Fu messo a ferro e fuoco e vennero bruciati, in buona parte, la documentazione in cui erano posti nero su bianco i piani di lottizzazione e i registri dello Stato Civile.
La rivolta venne guidata da Paskedda Zau con il motto “A su connottu” e le richieste esposte dai manifestanti erano semplici: un ritorno alle vecchie consuetudini e un ripristino dell’antico sistema di gestione dei terreni.
Ci fu un politico molto influente in quel periodo, un certo Giorgio Asproni, deputato in Parlamento, favorevole alla vendita dei terreni comunali e che, nel contempo, assegnava al clero un ruolo di responsabilità nella rivolta ma a seguito di questi gravi fatti sollecitò il governo italiano, insieme ad altri deputati sardi, per avviare un indagine sulle condizioni sociali ed economiche dell’isola.
Nel novembre di quello stesso anno venne istituita la Commissione Parlamentare di indagine, presieduta dal Depretis.
Nonostante la commissione si recò nell’isola nel 1869, non si arrivò ad alcuna conclusione, vani furono i tentativi di spiegare, ai commissari, i problemi economici dell’isola da parte di Francesco Cocco Ortu  e del marchese di Laconi Ignazio Aymerich.
L’unico commissario che si dimostrò interessato e che si impegnò fu Quintinio Sella che produsse un’ottima relazione sull’industria mineraria sarda.
La vicenda del Su Connottu, in seguito all’editto delle chiudende, fu la conclusione di quella che doveva essere “la svolta” per la Sardegna.

Una conclusione drammatica che non portò, di fatto, ai risvolti voluti e sperati dai sardi.

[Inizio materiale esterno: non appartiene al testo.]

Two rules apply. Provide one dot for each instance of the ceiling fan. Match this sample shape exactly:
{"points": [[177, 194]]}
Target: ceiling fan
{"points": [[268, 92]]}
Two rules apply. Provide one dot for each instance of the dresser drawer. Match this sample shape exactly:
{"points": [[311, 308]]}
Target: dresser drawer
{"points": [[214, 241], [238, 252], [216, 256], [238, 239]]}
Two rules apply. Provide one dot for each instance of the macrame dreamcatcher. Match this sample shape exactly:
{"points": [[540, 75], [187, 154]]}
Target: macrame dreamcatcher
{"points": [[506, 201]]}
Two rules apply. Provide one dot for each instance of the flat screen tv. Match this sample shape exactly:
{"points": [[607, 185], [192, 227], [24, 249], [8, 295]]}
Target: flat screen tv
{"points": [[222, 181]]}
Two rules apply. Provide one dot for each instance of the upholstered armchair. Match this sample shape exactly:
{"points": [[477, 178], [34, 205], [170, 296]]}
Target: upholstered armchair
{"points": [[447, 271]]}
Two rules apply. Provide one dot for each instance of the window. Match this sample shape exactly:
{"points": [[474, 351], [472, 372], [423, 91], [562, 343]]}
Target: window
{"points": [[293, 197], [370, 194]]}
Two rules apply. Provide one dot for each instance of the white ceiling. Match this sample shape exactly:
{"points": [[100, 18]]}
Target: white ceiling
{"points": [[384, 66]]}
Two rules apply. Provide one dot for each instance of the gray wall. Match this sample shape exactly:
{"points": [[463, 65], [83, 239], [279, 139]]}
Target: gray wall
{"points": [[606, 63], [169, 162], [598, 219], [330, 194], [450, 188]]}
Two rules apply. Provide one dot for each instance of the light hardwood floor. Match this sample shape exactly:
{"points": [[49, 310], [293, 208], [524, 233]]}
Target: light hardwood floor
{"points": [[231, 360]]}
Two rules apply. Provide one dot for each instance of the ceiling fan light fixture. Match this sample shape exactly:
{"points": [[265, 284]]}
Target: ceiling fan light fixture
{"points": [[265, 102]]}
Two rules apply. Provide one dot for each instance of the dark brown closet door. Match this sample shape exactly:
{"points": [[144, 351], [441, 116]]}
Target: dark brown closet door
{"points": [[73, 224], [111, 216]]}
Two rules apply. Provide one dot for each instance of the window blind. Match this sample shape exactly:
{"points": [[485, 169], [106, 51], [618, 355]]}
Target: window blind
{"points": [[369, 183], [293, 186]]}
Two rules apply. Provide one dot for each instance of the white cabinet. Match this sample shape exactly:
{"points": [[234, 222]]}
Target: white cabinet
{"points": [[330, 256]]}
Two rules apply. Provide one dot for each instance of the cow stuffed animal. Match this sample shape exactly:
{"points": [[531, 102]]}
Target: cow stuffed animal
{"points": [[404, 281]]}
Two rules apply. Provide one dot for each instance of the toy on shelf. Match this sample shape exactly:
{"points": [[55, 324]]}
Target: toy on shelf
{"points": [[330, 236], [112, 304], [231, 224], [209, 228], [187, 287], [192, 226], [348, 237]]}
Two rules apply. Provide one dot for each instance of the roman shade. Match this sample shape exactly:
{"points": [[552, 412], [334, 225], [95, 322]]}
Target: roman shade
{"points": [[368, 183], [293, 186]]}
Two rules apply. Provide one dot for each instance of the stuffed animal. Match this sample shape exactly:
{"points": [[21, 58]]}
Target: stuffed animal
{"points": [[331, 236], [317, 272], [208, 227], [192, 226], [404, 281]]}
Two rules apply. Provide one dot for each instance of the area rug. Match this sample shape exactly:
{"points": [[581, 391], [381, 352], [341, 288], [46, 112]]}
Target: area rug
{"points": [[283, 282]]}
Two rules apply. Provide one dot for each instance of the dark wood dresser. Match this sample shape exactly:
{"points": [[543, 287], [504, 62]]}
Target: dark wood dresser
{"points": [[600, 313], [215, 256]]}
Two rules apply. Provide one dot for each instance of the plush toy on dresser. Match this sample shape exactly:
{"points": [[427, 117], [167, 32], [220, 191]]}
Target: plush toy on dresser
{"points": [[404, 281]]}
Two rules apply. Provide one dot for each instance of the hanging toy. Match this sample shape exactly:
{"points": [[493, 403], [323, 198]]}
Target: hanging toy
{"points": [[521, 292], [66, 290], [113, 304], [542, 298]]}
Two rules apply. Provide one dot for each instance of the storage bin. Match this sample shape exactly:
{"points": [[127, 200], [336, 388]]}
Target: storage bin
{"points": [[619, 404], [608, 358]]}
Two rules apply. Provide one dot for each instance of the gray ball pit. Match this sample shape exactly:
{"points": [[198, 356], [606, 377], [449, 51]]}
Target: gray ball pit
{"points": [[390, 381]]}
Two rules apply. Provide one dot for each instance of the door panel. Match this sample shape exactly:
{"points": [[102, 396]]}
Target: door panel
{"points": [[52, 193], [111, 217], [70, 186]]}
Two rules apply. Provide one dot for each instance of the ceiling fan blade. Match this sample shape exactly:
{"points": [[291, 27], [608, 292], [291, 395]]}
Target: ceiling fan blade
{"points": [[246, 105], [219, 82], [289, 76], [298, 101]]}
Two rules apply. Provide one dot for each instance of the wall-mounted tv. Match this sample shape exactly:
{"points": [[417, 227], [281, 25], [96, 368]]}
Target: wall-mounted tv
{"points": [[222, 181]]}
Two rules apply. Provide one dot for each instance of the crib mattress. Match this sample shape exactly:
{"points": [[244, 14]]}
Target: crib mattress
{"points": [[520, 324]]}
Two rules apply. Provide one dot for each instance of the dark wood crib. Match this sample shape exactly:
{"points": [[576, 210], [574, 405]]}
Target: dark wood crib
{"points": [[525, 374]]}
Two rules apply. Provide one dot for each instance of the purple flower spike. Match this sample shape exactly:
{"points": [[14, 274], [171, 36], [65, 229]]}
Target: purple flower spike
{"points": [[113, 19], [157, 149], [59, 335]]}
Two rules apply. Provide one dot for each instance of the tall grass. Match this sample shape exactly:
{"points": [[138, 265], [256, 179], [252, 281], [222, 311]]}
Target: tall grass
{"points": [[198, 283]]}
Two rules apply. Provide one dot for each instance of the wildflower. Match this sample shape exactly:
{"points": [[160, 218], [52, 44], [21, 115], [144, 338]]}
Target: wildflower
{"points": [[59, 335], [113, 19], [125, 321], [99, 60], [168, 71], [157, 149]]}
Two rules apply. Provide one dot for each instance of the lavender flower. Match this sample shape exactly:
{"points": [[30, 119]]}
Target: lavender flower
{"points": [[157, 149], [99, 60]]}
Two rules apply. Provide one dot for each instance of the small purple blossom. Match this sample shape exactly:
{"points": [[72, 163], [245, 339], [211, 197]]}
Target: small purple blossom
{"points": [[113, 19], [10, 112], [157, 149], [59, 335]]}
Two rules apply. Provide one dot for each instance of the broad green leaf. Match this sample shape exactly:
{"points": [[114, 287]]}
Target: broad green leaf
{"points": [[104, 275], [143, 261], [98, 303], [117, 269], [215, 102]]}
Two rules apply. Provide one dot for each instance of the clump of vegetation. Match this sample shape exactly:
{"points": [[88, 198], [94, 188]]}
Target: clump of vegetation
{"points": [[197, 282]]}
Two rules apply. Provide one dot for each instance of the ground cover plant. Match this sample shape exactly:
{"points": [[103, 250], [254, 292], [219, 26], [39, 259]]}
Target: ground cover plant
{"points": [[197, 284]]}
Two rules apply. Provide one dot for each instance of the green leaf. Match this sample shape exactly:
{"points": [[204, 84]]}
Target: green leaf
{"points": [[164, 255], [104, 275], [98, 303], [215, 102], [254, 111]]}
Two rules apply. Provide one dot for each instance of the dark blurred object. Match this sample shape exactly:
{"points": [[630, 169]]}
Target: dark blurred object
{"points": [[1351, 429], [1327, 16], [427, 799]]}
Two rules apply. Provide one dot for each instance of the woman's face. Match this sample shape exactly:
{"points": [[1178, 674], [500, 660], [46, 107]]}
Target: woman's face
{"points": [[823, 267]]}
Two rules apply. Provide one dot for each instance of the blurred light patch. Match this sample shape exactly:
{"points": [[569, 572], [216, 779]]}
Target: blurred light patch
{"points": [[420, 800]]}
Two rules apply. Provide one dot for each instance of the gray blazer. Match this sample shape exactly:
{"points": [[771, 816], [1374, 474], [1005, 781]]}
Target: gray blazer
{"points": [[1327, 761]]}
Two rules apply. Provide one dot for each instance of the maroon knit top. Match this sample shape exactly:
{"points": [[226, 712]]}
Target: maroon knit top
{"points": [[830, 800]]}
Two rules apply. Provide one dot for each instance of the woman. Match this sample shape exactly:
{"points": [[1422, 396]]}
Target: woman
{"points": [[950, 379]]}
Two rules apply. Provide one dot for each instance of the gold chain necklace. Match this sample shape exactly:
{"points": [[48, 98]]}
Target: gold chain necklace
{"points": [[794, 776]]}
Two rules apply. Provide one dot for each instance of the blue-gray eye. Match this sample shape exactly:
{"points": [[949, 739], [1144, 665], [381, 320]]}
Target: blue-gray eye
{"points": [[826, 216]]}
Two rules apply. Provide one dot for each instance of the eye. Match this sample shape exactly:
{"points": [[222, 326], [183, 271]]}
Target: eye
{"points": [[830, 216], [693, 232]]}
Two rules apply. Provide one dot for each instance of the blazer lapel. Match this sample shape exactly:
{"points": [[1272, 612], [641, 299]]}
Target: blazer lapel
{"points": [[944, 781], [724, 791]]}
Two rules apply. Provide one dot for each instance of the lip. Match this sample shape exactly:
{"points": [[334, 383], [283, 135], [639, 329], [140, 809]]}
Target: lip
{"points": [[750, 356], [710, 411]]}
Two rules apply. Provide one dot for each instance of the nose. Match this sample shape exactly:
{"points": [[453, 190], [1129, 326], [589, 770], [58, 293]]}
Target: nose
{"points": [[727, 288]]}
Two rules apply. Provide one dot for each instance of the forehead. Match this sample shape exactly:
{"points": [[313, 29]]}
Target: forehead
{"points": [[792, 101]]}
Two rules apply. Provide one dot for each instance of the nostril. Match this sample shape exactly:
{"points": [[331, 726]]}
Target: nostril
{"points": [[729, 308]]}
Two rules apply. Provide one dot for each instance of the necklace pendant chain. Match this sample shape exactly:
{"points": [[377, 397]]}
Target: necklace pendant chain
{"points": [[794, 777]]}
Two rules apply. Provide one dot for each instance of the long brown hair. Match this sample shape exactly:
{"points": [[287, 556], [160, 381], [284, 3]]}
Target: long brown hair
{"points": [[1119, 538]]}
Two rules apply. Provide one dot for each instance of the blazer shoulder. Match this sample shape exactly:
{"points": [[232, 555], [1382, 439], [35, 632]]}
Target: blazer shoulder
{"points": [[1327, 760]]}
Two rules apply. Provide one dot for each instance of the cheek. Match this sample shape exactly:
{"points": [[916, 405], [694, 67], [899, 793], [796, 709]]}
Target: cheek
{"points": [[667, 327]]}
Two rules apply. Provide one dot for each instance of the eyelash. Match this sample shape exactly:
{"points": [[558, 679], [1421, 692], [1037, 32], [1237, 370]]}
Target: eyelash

Penso innanzitutto che se l’intera vicenda fosse stata seguita passo per passo senza permettere ai sardi di recintare i terreni come dei barbari e cercando di dare ad ognuno la sua porzione di terreno, e le giuste informazioni, forse la storia sarebbe stata tutt’altra ma, ahimè, essa non è fatta di “se” ed evidentemente le cose, anche se non avrebbero dovuto, infine sono andate in quella maniera. Ma quel che mi preme di più è sottolineare che di questa terra e della sua gente raramente ci si occupa per davvero, quando poi qualcuno lo fa, purtroppo molto spesso, quelle scelte o proposte vengono imposte e suggerite senza la conoscenza del territorio delle regole ,anche quelle non scritte, della cultura, delle persone e del sociale nel quale esse vivono e allora mi viene da chiedere e riflettere: capisco che bisogna progredire e migliorare, ma dove è finito il rispetto per tutto ciò a cui poco fa facevo riferimento?